# My Kontakt Library could not load samples and nkr file when open in another computer



## kevinlee87 (Dec 29, 2013)

HI, I've made a string Kontakt Library.

I've saved my library with ncw samples and nkr file (and nkc)

But when I move them in another computer, it fail to find nkr and ncw samples!

I want it to be load perfectly at first time..

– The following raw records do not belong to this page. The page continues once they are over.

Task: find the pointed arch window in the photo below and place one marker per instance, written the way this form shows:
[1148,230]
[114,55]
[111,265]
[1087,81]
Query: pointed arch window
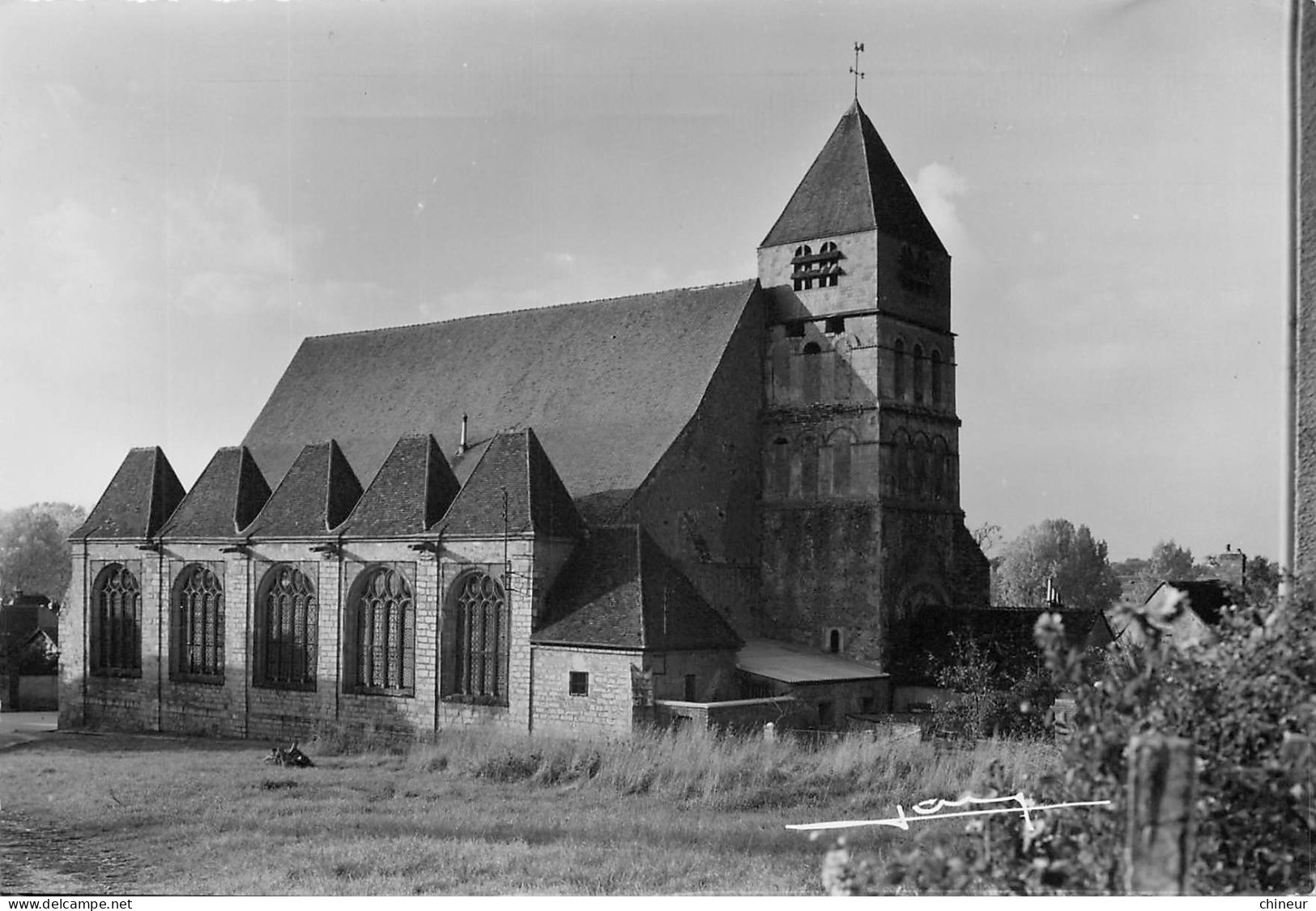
[286,629]
[116,623]
[382,645]
[198,629]
[477,641]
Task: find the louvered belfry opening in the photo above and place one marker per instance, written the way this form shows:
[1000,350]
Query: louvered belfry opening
[117,624]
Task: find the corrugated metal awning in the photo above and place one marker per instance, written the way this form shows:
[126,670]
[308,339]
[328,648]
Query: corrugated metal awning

What should I do to? Please help me!


----------



## ScoringFilm (Dec 29, 2013)

*Re: My Kontakt Library could load samples and nkr file when open in another computer*

Ensure that the resources folder is created in the root of the library folder and that you save it with relative file paths rather than absolute.

J


----------



## kevinlee87 (Dec 29, 2013)

*Re: My Kontakt Library could load samples and nkr file when open in another computer*



ScoringFilm @ Mon Dec 30 said:


> Ensure that the resources folder is created in the root of the library folder and that you save it with relative file paths rather than absolute.
> 
> J



Thanks for quick reply!

However, how to "save with relative paths"?


----------



## ScoringFilm (Dec 29, 2013)

See below and make sure that absolute sample paths is not ticked.

J


----------



## kevinlee87 (Dec 29, 2013)

I really appreciate for your help

Problem solved !!


----------